The general distrust of computers ability to do anything clever, provided the early researchers with lots of relatively easy problems to impress the public with. More noteworthy successes includes the General Problem Solver (Allen Newell and Herbert Simon) and the Geometry Theorem Solver (Herbert Gelernter). LISP was created 1958 by John McCarthy, the same year as he describes the Advice Taker (Programs with Common Sense), considered as the first complete AI system, although hypotethical.
The concept of microworlds where founded, a domain of limited problems which appear to require intelligence to solve, which of the blocks world is the most famous. Works on neural networks, based on McCulloch and Pitts, was done and Frank Rosenblatt proved the famous perceptron convergence theorem.
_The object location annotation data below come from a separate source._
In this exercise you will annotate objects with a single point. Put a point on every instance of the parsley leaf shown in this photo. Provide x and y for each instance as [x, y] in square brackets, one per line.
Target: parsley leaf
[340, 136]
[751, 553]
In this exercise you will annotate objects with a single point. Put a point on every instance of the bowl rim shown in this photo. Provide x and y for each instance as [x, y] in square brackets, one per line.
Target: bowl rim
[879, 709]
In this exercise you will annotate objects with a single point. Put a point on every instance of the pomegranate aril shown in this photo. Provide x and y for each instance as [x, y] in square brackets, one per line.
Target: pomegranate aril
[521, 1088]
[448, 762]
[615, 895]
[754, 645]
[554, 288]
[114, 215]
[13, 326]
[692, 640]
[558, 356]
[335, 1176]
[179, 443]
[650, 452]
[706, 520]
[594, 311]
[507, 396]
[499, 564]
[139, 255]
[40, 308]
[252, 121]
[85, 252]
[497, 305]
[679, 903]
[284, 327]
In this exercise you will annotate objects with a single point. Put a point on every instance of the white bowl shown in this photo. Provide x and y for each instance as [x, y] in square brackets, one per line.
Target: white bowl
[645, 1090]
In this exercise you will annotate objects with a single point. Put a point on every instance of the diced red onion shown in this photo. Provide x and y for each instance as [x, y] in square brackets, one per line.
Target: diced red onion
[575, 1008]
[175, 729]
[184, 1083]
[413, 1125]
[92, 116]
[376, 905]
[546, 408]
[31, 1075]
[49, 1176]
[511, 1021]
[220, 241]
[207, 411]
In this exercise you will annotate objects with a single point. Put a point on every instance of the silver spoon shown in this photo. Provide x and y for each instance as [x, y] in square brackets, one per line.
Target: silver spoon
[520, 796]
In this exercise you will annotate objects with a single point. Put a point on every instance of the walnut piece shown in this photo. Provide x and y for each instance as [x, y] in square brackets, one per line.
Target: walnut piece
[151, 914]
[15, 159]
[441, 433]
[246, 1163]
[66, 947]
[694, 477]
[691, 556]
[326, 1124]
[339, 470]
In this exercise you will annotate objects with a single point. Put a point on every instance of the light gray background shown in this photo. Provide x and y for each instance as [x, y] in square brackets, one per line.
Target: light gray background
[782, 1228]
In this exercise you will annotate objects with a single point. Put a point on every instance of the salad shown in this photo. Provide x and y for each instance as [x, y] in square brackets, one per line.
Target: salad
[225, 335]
After a row of successes, researchers began to try their luck on harder problems, which require more domain knowledge. They soon relized that there previous methods where not enough and that even if the problem was solvable in theory, it might take forever to solve it practically.
Knowledge-based system, or expert systems, came as an answer to the need for more domain knowledge to solve advanced problems. By coding a lot of domain knowledge into the program, the programs got a better idea of which steps that where useful to try when solving the problem, making them spending less them on impossible solutions.
Expert systems are taking into commercial service in the 1980s. At this time a Japanese project to build computers that run prolog programs like machine code was started, and the fear in the U.S. for getting behind Japan made researchers having no trouble finding founding. The 1980 also saw a rise in the interest for neural networks.